SirChancelot11 wrote: » Dygz wrote: » JustVine wrote: » In other words a Fighter/Cleric if they choose the right augments is closer to DPS/Support rather than 'just dps but done slightly differently'. Augments from the Life School would move Fighter closer to Damage/Support, yes. It would not switch the primary role from Damage to Support. DPS done slightly differently may just be a matter of semantics. JustVine wrote: » Alternatively let's ask how good is this healing? If it isn't very good, it's a very fair question to ask why the designers made that option available at all. To trick 'less skilled builders'? 'Flavor that makes you superficially help your allies with your band aids?' If it's low impact compared to things that let you do more damage, people have no reason to choose it. That's very bad design. "Very good" is also a matter of perspective. Augments are not as powerful as Active Skills. You could use the word flavor to describe that. Augments allow you to dabble with some of the effects of a different archetype. It doesn't really allow you to compete with the effectiveness of the Primary Archetype. I would say you're helping your allies with bandages - not band-aids. And those bandages will be significant, but not as powerful as a full Heal from a Primary Archetype Cleric. If you wish your Mage-Killer to more easily survive the burst damage of enemy Mages, Fighter/Cleric is an excellent choice. You choose Life augments for your Fighter because ultimately that allows you to deal out burst damage while slaughtering enemy Mages without having to worry about whether the Cleric has your back instead of someone else's. @JustVine what he is saying is that on the scale from "not worth taking" to "as much as a primary cleric" they are going to aim for between "good enough to not make it laughable negligible" but "not too good as to threaten the clerics job title"

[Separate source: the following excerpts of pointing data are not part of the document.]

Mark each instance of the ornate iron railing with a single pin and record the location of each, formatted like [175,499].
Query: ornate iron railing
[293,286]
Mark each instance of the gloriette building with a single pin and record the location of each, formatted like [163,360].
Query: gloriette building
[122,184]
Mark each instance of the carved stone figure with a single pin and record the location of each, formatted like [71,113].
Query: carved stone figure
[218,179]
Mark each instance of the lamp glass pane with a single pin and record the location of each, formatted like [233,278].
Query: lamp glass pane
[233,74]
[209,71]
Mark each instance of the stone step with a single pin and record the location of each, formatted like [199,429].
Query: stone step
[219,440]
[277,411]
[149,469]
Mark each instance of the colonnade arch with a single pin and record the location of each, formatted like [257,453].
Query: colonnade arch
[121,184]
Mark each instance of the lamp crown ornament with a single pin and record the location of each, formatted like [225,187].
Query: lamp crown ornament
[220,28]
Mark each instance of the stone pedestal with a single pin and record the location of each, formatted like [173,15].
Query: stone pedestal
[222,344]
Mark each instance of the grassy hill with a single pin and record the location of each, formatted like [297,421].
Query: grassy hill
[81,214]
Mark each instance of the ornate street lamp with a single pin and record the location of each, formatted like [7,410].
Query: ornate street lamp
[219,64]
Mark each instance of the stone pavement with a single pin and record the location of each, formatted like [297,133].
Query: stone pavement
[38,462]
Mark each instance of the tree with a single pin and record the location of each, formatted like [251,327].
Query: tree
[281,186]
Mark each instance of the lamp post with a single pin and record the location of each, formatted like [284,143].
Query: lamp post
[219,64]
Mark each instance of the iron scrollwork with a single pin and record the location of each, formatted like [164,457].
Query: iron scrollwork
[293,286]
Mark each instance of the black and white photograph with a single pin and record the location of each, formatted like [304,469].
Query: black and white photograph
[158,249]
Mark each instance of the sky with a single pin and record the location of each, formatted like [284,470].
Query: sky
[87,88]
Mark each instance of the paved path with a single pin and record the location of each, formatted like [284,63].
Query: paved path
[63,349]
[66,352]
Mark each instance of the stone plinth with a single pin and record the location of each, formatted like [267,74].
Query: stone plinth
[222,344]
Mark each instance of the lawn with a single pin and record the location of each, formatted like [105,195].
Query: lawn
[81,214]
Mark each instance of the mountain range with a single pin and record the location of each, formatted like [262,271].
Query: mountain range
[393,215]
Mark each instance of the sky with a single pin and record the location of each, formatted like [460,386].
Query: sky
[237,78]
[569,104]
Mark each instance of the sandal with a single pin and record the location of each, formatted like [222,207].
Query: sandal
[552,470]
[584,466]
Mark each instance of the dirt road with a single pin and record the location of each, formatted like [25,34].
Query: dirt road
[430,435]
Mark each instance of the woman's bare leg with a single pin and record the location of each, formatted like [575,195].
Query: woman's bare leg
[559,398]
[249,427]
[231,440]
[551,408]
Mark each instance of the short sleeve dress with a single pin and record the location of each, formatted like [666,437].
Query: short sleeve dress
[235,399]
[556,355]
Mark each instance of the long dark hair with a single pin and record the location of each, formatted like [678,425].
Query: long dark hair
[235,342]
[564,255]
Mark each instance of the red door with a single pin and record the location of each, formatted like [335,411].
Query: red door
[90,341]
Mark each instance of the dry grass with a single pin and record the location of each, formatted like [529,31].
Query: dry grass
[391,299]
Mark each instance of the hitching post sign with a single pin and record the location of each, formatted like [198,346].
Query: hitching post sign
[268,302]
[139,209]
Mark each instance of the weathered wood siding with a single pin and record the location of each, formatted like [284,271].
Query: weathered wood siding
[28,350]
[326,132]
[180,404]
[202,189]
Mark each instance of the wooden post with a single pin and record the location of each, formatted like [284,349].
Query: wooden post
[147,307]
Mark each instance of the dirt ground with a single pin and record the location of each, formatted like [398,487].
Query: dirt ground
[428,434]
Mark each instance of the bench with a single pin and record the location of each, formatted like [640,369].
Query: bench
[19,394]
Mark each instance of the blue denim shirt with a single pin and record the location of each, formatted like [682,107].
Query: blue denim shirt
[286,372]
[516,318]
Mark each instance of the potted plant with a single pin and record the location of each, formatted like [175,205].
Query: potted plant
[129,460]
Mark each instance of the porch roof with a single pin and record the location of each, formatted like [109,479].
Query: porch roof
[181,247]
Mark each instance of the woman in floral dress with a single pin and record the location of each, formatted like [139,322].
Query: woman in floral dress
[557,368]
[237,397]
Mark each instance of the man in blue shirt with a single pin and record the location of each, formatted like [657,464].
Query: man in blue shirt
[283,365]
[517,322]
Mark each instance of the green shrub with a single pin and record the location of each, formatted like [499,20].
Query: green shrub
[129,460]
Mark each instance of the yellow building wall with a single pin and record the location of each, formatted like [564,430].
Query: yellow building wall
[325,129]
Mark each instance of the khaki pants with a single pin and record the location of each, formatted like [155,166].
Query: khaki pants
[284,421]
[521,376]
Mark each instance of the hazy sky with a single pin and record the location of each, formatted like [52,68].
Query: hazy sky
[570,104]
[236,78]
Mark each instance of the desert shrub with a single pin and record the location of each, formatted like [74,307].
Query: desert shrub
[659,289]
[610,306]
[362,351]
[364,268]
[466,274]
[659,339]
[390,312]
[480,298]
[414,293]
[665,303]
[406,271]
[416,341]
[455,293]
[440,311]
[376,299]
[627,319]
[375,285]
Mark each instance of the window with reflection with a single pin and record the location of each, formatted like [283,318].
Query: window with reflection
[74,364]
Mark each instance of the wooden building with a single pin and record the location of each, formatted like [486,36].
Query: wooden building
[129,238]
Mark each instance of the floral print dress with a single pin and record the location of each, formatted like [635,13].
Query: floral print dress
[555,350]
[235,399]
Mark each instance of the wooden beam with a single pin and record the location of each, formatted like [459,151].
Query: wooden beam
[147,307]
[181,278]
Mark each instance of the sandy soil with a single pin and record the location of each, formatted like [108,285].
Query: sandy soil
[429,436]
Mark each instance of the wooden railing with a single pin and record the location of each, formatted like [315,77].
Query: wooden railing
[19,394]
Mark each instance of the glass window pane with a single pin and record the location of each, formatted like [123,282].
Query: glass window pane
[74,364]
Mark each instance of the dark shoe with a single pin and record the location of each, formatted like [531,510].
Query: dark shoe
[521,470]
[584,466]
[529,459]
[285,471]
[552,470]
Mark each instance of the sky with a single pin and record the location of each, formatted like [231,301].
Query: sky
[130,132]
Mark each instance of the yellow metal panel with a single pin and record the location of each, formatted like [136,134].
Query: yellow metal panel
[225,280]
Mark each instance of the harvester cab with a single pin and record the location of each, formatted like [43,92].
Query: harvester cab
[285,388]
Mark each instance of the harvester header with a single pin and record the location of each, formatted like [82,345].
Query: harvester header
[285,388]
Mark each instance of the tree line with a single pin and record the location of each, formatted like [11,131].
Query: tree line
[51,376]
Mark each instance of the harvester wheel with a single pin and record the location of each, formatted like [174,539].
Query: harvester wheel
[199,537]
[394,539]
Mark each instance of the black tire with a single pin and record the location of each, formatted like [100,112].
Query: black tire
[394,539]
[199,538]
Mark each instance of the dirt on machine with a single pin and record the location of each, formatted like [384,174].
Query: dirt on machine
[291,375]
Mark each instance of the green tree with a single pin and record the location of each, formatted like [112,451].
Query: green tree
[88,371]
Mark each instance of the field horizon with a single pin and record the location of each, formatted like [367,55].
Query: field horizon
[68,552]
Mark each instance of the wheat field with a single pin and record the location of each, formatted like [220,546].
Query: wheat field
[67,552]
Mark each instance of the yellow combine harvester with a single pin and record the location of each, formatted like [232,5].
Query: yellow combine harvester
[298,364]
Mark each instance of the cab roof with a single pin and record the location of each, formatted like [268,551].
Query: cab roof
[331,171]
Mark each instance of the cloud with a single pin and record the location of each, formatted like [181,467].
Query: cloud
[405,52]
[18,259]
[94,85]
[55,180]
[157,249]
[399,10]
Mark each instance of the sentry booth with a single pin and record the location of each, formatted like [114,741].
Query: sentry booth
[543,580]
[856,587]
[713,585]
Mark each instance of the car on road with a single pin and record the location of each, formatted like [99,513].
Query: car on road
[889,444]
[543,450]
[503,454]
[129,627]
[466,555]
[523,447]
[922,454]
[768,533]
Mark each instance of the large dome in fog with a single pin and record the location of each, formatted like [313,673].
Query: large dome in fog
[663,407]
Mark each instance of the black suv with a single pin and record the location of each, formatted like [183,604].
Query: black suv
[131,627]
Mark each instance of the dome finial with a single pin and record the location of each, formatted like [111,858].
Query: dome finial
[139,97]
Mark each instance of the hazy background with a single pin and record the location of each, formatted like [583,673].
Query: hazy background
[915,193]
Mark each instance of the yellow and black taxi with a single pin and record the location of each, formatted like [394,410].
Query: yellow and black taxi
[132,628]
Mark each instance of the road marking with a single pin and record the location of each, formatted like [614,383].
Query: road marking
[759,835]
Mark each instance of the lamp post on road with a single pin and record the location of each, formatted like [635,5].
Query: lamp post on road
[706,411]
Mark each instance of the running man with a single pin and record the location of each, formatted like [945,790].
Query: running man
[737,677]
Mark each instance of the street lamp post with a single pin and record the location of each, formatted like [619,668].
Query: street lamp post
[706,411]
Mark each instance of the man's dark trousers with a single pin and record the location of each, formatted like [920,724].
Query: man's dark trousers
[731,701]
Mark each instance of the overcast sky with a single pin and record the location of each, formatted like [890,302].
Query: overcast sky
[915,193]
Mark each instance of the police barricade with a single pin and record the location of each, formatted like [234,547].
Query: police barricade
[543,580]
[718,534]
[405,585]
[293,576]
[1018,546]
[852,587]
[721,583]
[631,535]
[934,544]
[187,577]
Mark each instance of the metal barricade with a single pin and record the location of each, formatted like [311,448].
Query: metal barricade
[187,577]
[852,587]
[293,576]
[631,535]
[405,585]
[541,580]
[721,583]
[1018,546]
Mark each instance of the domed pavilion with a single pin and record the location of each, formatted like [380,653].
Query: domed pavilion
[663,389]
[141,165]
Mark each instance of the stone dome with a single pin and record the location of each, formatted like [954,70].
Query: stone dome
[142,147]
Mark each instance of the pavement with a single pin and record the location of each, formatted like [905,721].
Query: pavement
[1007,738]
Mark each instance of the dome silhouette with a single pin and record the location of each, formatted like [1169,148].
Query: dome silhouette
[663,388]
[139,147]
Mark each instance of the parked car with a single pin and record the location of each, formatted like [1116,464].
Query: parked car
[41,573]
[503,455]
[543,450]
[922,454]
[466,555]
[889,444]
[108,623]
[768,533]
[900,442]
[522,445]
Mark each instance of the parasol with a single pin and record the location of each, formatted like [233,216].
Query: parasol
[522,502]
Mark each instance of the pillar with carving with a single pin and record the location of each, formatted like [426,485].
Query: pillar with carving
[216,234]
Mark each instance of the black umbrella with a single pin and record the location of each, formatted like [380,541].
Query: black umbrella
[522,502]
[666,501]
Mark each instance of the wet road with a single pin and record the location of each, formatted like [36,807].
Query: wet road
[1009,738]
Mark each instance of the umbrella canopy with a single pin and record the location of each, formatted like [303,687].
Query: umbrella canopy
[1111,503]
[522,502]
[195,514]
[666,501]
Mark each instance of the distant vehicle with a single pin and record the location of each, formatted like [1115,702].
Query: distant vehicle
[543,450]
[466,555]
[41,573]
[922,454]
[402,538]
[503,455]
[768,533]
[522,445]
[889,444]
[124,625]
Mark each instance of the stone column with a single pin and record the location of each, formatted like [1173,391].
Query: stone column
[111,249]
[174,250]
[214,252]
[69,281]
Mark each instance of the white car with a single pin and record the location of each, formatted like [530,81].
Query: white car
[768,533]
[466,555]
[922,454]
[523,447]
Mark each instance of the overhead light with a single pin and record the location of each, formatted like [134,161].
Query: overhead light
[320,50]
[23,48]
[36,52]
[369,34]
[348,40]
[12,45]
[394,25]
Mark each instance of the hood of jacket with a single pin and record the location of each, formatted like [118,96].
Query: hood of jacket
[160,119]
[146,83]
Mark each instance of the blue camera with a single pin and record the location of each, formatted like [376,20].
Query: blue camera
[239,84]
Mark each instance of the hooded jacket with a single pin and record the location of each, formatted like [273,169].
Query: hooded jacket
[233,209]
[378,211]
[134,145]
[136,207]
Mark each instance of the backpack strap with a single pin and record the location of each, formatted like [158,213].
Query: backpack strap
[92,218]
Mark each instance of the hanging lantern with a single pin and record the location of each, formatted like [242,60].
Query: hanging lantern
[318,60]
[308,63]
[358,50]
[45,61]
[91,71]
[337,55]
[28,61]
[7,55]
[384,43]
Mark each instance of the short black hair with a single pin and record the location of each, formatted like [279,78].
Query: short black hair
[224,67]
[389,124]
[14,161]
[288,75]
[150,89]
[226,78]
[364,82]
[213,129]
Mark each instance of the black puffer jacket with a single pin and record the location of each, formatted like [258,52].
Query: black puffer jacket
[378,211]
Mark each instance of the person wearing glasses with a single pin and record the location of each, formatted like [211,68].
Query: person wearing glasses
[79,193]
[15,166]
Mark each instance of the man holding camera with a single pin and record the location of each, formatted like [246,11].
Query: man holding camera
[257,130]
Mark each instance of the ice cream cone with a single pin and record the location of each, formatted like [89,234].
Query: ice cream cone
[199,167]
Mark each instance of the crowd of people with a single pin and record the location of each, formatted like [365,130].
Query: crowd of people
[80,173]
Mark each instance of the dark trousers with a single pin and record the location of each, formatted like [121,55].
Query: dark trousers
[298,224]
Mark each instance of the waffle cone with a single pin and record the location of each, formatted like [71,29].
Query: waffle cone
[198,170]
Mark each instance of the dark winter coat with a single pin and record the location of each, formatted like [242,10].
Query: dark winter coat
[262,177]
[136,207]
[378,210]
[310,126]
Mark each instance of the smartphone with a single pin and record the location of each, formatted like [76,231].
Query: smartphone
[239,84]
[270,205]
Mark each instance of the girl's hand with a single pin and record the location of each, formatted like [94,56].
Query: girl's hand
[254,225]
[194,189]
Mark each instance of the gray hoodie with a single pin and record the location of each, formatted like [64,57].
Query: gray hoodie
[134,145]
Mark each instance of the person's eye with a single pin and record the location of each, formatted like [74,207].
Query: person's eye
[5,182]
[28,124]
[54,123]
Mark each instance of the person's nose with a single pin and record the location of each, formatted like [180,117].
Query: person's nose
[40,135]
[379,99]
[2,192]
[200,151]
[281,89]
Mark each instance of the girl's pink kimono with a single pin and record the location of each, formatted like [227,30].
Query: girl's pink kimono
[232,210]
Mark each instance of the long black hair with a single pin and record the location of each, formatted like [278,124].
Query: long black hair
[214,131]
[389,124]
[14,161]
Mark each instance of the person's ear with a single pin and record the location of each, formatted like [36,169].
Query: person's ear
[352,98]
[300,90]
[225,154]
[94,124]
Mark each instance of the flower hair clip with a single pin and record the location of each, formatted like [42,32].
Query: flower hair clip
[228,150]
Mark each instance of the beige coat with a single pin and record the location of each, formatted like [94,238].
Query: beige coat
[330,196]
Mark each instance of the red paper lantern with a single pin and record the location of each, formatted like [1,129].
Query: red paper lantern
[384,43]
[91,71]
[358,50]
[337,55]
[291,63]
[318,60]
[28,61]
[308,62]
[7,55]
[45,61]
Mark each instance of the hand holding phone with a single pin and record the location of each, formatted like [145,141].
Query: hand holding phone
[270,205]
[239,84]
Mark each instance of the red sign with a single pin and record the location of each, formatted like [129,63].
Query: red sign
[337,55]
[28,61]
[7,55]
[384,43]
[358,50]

Dygz wrote: » SirChancelot11 wrote: » So it won't really change the skill that much, or how the skill gets used. Just a little bonus effect? You keep saying that, but that is not what Steven's descriptions state. Which is why it's pointless to have the discussion with you. You won't change your mind until the launch provides incontrovertible proof - and maybe not even then.
Noaani wrote: » Dygz wrote: » Dolyem wrote: » Yes...thats what I said... in other words a fighter with potential to tank. A Fighter/Tank can off-tank but will not replace the need for a Primary Archetype Tank in an 8-person group. So why take a fighter/tank at all?
Dygz wrote: » Dolyem wrote: » Yes...thats what I said... in other words a fighter with potential to tank. A Fighter/Tank can off-tank but will not replace the need for a Primary Archetype Tank in an 8-person group.
Dolyem wrote: » Yes...thats what I said... in other words a fighter with potential to tank.